Wednesday, 26 August 2009

Getting excited

On Monday, the husband and I are off on holiday. We are spending four days in New York, followed by six days in the US Virgin Islands. I can't bloody wait - we've not had a proper holiday all year. For poor Mark, the Caribbean bit is actually a work conference, but I'm tagging along to take advantage of the free room in this magnificent resort. I have a feeling I won't belong in such a swanky, super-rich place. I will most likely be surrounded by people who don't carry a little pouch of fat below their belly buttons or have issues with the wibbly bits on their haunches... I have so many hang-ups, but I try not to care too much these days - it's no fun being self-conscious. It's not as if anyone's looking anyway. Or we could be hit by a hurricane, in which case I'll be stuck indoors alone with my problems.

Caribbean, schmaribbean! Who cares what I'll look like in a bikini? What I care most about is FOOD in New York. Yeah, there are loads of flea markets in NY but they are all open on weekends only, and we are there only weekdays this time, so where should I turn to but my next love? I am looking forward to every meal. I want to eat Vietnamese bánh mì, which sound like great lunch food. I even read about congee in Chinatown, which of course you can get in England or make yourself, but they make it sound better over there. Available in 13 varieties in one restaurant! But of course there is proper American food to try too - I wonder whether my little paunch will grow a bit before I get to the beach? Will I even give it a second thought whilst I'm stuffing my face? (Image below from battleofthebanhmi.com)

Tuesday, 25 August 2009

green green vegetables and a thing called pickled tofu


My lovely friend Kat suggested grating courgettes and sautéeing them in butter with a bit of seasoning. We tried that last night, only I used light olive oil instead of butter and slightly overdid it with the pepper. Oh my lord! I could eat a whole plateful of that stuff - the mouthfeel, the bite and the taste were all perfect. Sometimes I love to eat a big pile of green veg that has been gently messed with in some way or other, served with nothing else to detract or distract from its singular moreishness - I love stir-fried green cabbage with a load of oriental chilli sauce and a fried egg, thanks to Orangette; I love old spinach, like the Chinese eat, steamed and stirred through with preserved bean curd (which Wikipedia rather charmingly calls 'pickled tofu' - I've never really given much thought to what it might be called in English. Chinese cheese is another rather delightful name it takes). The latter is something I used to fight over as a child. Thankfully my sister wasn't as fussed about it as I was - for a kid who wasn't too keen on slimy green things that got stuck in your throat halfway down, this was the vegetable dish of the gods and I could eat a tonne of it.

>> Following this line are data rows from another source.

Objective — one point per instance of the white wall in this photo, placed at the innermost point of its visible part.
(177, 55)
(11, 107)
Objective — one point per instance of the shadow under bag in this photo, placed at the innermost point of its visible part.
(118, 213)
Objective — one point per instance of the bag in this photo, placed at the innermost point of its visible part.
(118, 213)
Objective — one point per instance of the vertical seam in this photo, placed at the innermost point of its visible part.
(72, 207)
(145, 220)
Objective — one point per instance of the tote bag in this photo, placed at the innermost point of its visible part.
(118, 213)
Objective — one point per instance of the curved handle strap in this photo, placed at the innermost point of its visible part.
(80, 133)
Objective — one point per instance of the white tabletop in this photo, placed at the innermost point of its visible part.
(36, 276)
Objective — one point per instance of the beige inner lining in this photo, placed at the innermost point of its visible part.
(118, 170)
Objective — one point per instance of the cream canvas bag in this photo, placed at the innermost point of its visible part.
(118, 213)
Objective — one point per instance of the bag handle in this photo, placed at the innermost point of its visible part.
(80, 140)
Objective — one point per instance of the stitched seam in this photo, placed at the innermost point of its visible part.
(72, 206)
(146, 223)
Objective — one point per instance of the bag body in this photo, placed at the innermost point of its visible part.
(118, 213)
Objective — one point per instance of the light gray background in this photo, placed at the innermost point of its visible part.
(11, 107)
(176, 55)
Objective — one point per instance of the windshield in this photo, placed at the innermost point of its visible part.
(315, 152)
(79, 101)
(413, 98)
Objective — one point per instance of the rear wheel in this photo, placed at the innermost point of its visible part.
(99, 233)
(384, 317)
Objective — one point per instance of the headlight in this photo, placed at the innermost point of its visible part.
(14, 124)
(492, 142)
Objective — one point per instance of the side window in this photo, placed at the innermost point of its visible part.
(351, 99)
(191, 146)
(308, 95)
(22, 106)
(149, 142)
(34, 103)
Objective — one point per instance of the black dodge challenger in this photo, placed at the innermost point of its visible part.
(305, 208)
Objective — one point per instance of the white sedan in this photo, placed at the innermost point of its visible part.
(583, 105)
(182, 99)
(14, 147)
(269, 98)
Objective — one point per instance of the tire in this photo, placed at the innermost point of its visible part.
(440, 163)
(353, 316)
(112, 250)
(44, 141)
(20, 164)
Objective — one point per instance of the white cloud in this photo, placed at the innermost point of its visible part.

When we were last in Hong Kong we ate a few times at the magnificent Tai Po Market. In the evenings, when the rest of the market is shut, one of the upstairs floors comes alive with cheap and cheerful restaurants serving the most stunningly delicious food. Forget going to more expensive places outside - this is where the locals go. We had, most memorably, poached chicken in chilli oil and spinach done the way I love it. I was fighting my young cousins for the stuff. The place is happily also open for breakfast - what on earth could be better than silky ho fun noodle soup with fish balls and - wait for this - the most earth-shatteringly, mouth-wateringly beautiful fried fish skins. Oh yes, fried fish skins. Served with the ubiquitous and indispensable chilli oil, of course. I am salivating. Why can't English breakfasts be as good as this? I mean, noodles and congee - unbeatable.